Katherine’s Wish, a novel by Linda Lappin, won a 2009 IPPY Award in the category of historical fiction. 2,000 independent authors and publishers entered 4,090 books in a total of 85 categories for national and regional honors, of these 3,380 books were entered in 65 national categories. Katherine’s Wish was entered in the national category. In its 13th year, the IPPY Awards were founded to recognize excellence in independent publishing.

Crazy Love, stories by Leslie What, won the 2009 Next Generation Indie Book Award, taking a gold medal in the short fiction category. Crazy Love was also a finalist in the science fiction category.

Katherine’s Wish was also Honorable Mention for an Eric Hoffer Award in the general fiction category.

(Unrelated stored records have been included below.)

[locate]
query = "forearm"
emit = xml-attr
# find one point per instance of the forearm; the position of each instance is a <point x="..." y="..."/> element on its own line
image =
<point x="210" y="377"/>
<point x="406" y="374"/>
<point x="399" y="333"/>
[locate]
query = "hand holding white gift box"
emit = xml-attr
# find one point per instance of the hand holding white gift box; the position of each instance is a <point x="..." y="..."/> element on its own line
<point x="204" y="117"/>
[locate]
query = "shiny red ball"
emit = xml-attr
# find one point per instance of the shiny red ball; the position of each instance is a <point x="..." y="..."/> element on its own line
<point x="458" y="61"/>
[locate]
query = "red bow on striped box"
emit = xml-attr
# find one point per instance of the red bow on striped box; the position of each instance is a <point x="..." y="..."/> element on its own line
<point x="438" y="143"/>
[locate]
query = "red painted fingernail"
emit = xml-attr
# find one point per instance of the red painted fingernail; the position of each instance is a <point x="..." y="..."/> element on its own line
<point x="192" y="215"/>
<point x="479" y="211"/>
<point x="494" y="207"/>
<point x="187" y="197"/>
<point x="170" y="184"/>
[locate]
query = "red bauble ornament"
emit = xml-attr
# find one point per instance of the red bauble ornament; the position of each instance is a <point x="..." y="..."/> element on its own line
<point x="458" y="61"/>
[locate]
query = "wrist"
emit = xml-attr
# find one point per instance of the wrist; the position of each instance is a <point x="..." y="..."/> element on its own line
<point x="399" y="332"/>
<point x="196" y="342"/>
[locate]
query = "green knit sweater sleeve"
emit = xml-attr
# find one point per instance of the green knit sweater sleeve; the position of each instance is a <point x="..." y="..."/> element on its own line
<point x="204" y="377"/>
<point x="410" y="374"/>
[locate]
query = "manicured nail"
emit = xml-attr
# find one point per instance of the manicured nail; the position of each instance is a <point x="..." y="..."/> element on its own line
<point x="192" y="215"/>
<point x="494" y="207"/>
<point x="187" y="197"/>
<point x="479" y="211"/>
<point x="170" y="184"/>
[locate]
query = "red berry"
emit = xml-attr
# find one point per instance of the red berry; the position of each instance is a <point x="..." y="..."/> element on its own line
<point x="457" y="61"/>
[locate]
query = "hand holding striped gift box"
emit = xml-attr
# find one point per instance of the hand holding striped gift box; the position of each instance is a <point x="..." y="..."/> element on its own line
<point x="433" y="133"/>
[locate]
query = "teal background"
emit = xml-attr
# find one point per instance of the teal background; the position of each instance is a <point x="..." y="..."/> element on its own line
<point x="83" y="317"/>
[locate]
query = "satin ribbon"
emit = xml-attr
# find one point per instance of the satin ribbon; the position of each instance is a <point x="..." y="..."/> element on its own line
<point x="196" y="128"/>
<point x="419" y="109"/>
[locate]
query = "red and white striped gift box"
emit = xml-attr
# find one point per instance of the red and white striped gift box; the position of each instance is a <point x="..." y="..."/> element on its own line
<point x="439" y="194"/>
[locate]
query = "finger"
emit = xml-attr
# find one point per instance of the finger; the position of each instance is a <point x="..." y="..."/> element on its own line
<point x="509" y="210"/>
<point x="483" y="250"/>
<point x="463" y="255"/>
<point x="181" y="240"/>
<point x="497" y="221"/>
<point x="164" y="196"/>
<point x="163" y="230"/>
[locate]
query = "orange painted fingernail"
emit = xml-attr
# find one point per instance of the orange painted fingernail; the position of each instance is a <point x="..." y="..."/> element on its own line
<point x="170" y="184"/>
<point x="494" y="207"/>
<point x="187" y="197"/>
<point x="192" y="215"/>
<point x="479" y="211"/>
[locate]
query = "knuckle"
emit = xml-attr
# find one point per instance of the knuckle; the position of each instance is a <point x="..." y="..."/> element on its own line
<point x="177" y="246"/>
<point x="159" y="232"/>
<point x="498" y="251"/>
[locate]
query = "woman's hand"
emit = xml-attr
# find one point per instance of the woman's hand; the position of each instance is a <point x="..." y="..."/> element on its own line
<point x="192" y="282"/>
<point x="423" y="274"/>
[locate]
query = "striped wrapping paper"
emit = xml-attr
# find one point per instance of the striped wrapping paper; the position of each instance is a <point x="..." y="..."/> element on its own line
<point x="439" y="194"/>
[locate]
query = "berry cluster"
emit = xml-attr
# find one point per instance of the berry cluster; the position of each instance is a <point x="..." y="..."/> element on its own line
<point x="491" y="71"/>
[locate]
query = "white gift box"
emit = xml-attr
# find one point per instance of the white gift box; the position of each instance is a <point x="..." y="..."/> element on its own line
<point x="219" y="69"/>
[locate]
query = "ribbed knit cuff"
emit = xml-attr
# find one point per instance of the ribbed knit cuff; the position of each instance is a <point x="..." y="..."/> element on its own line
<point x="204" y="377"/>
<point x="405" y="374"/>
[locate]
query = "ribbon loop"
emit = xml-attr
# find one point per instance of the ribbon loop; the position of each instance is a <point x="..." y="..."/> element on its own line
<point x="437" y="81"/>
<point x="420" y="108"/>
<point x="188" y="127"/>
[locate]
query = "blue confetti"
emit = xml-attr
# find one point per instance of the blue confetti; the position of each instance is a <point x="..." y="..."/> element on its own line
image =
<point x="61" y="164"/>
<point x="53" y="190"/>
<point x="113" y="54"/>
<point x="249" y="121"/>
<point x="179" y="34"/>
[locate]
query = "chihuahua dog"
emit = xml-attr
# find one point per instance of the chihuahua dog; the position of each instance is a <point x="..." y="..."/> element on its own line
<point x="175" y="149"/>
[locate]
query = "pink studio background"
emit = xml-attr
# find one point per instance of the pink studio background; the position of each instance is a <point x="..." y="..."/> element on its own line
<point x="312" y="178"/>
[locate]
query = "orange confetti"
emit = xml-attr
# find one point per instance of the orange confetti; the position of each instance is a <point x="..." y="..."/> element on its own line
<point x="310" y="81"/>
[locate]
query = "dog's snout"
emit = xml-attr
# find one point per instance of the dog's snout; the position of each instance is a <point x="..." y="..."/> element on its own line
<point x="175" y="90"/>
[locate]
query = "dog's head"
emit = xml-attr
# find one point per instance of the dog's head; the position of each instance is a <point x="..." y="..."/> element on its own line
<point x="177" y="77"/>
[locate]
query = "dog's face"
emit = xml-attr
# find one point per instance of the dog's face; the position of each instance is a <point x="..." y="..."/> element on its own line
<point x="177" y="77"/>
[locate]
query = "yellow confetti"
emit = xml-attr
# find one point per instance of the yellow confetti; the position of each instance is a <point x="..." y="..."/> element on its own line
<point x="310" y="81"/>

We hope you’ll read these books and judge for yourself.

Wordcraft of Oregon titles among finalists for Hoffer Award

April 30th, 2009

Wordcraft of Oregon received notice that two of our titles published in 2008 have been selected as finalists for the Eric Hoffer Award. 

Between Desert Seasons by Ellen Waterston is a finalist in the poetry category and Katherine’s Wish, a biographical novel based on the last years in the life of Katherine Mansfield, by Linda Lappin, was selected in the fiction category. (See listings on Wordcraft homepage for title descriptions).